Werte, die wir unseren Kindern mitgeben sollten

Werte, die wir unseren Kindern mitgeben sollten

Wenn wir selbst auf unsere Kindheit zurückblicken, stellen wir fest, dass unsere Eltern im Rahmen ihrer eigenen Erfahrungen immer ihr Bestes für uns getan haben. Sie haben versucht, uns bestmöglichst auf das Abenteuer Leben vorzubereiten. Viel ist ihnen dabei gelungen, an einigen Dingen sind sie aber auch gescheitert. An uns liegt es nun, auch diese weniger gut gereiften Anteile in uns in das Leben zu integrieren und dabei auch zu überlegen, was wir selbst unseren Kindern mitgeben möchten.

Moralische Werte

Früher dienten vor allem religiöse und althergebrachte Werte dem Zusammenhalt von Familien und Gesellschaften. Während die Religion zunehmend an erzieherischer Bedeutung verliert, rückt das Menschliche selbst immer mehr in den Vordergrund.

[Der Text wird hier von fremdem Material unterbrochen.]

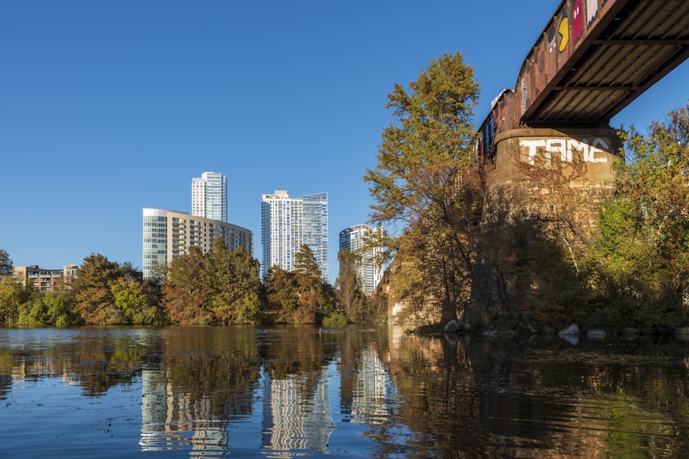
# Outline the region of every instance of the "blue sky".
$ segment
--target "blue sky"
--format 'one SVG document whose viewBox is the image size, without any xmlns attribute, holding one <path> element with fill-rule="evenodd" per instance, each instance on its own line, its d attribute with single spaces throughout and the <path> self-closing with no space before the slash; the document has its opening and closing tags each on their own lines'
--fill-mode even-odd
<svg viewBox="0 0 689 459">
<path fill-rule="evenodd" d="M 0 3 L 0 248 L 14 266 L 142 265 L 142 209 L 189 212 L 191 180 L 228 180 L 228 220 L 261 259 L 261 195 L 327 191 L 338 233 L 368 220 L 362 180 L 387 95 L 461 52 L 477 123 L 513 88 L 559 0 L 99 0 Z M 689 98 L 684 63 L 611 125 Z"/>
</svg>

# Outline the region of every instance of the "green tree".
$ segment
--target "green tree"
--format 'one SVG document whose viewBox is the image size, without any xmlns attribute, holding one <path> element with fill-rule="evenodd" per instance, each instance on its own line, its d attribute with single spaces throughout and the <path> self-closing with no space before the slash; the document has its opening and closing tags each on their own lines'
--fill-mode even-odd
<svg viewBox="0 0 689 459">
<path fill-rule="evenodd" d="M 119 314 L 111 290 L 118 278 L 118 265 L 101 254 L 84 259 L 79 275 L 72 285 L 76 299 L 75 310 L 87 324 L 117 323 Z"/>
<path fill-rule="evenodd" d="M 23 302 L 23 290 L 21 284 L 11 276 L 0 277 L 0 325 L 14 325 L 19 305 Z"/>
<path fill-rule="evenodd" d="M 594 285 L 617 306 L 613 320 L 689 324 L 689 105 L 646 134 L 634 127 L 620 134 L 626 162 L 616 166 L 617 196 L 601 208 L 589 253 Z"/>
<path fill-rule="evenodd" d="M 265 286 L 266 319 L 274 323 L 294 323 L 298 306 L 295 274 L 274 265 L 268 270 Z"/>
<path fill-rule="evenodd" d="M 402 225 L 385 245 L 396 263 L 418 271 L 426 301 L 440 303 L 442 323 L 457 318 L 475 259 L 482 202 L 474 178 L 480 177 L 473 125 L 478 96 L 473 70 L 460 54 L 431 61 L 409 92 L 395 85 L 387 105 L 393 122 L 383 131 L 376 169 L 364 178 L 376 201 L 371 220 Z"/>
<path fill-rule="evenodd" d="M 294 255 L 294 275 L 298 292 L 295 321 L 298 323 L 315 323 L 325 305 L 325 292 L 316 256 L 305 244 Z"/>
<path fill-rule="evenodd" d="M 357 266 L 361 262 L 360 257 L 343 248 L 338 253 L 338 261 L 340 262 L 340 272 L 336 281 L 338 301 L 344 311 L 347 321 L 354 323 L 359 319 L 354 301 L 357 292 L 361 291 L 360 281 L 356 275 Z"/>
<path fill-rule="evenodd" d="M 12 273 L 12 259 L 6 251 L 0 248 L 0 277 L 9 276 Z"/>
<path fill-rule="evenodd" d="M 61 290 L 43 295 L 47 325 L 64 327 L 79 325 L 81 318 L 74 310 L 76 299 L 70 292 Z"/>
<path fill-rule="evenodd" d="M 152 325 L 157 321 L 160 312 L 137 279 L 129 275 L 119 277 L 111 284 L 110 291 L 118 311 L 118 323 Z"/>
<path fill-rule="evenodd" d="M 213 266 L 198 247 L 172 260 L 161 292 L 170 319 L 178 323 L 208 323 L 214 319 Z"/>
<path fill-rule="evenodd" d="M 213 312 L 224 323 L 256 323 L 263 284 L 258 261 L 243 247 L 233 250 L 218 238 L 213 242 Z"/>
</svg>

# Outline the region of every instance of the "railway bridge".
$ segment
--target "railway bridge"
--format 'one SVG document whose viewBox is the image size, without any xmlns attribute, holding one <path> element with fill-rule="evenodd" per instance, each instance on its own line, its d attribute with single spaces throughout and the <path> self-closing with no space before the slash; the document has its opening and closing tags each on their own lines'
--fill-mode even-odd
<svg viewBox="0 0 689 459">
<path fill-rule="evenodd" d="M 593 204 L 593 219 L 615 189 L 610 119 L 688 57 L 689 0 L 562 0 L 515 88 L 493 100 L 477 154 L 495 164 L 496 183 L 537 158 L 584 164 L 570 186 Z"/>
</svg>

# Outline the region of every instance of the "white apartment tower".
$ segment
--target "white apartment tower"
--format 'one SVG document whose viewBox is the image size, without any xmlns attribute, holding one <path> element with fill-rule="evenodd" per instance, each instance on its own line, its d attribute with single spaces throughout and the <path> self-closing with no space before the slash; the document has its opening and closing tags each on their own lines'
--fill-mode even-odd
<svg viewBox="0 0 689 459">
<path fill-rule="evenodd" d="M 204 172 L 192 179 L 192 215 L 227 221 L 227 179 L 217 172 Z"/>
<path fill-rule="evenodd" d="M 154 277 L 156 265 L 165 266 L 188 255 L 191 247 L 207 253 L 218 237 L 232 250 L 242 246 L 254 253 L 254 233 L 246 228 L 186 212 L 144 209 L 143 278 Z"/>
<path fill-rule="evenodd" d="M 291 271 L 302 244 L 313 253 L 323 280 L 328 280 L 328 193 L 289 198 L 284 190 L 261 198 L 263 276 L 274 265 Z"/>
<path fill-rule="evenodd" d="M 380 247 L 363 250 L 366 239 L 374 235 L 378 228 L 368 225 L 355 225 L 340 232 L 340 249 L 346 248 L 361 255 L 361 263 L 357 266 L 356 277 L 361 282 L 361 290 L 366 295 L 371 295 L 383 277 L 383 268 L 376 261 L 376 256 L 382 250 Z"/>
</svg>

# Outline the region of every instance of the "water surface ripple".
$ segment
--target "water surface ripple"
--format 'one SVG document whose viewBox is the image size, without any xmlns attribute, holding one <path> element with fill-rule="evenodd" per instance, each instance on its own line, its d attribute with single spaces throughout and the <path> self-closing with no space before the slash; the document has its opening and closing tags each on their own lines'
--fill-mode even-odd
<svg viewBox="0 0 689 459">
<path fill-rule="evenodd" d="M 682 341 L 0 330 L 3 458 L 689 456 Z"/>
</svg>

Viele erinnern sich noch mit Schaudern daran, dass die gesunde Ohrfeige oft die einzige Option war, Grenzen zu wahren. Sie war in Ermangelung anderer Sanktionsmaßnahmen die einzige Konsequenz, die bei Regelverstößen oder Ungehorsam im Allgemeinen ihre Gültigkeit hatte. Dass adäquate Lösungen mitunter dem Kind die Würde lassen und auch bessere Erziehungsergebnisse erzielen würden, war den Generationen vor uns noch nicht so bewusst. Das ist heute erfreulicher Weise anders. Die neue Generation hat begriffen, dass eine angstbesetzte Erziehung nur dazu führt, dass wieder „Täter“ großgezogen werden. Man versucht, dem Kind durch Situations-angepasste Strafmaßnahmen auch gleichzeitig die Erkenntnis zu liefern, warum sein Verhalten unangebracht war. So erspart man den Heranwachsenden die Demütigung und die damit einhergehende Ohnmacht, dem schadhaften Einwirken der Eltern hilflos ausgesetzt zu sein.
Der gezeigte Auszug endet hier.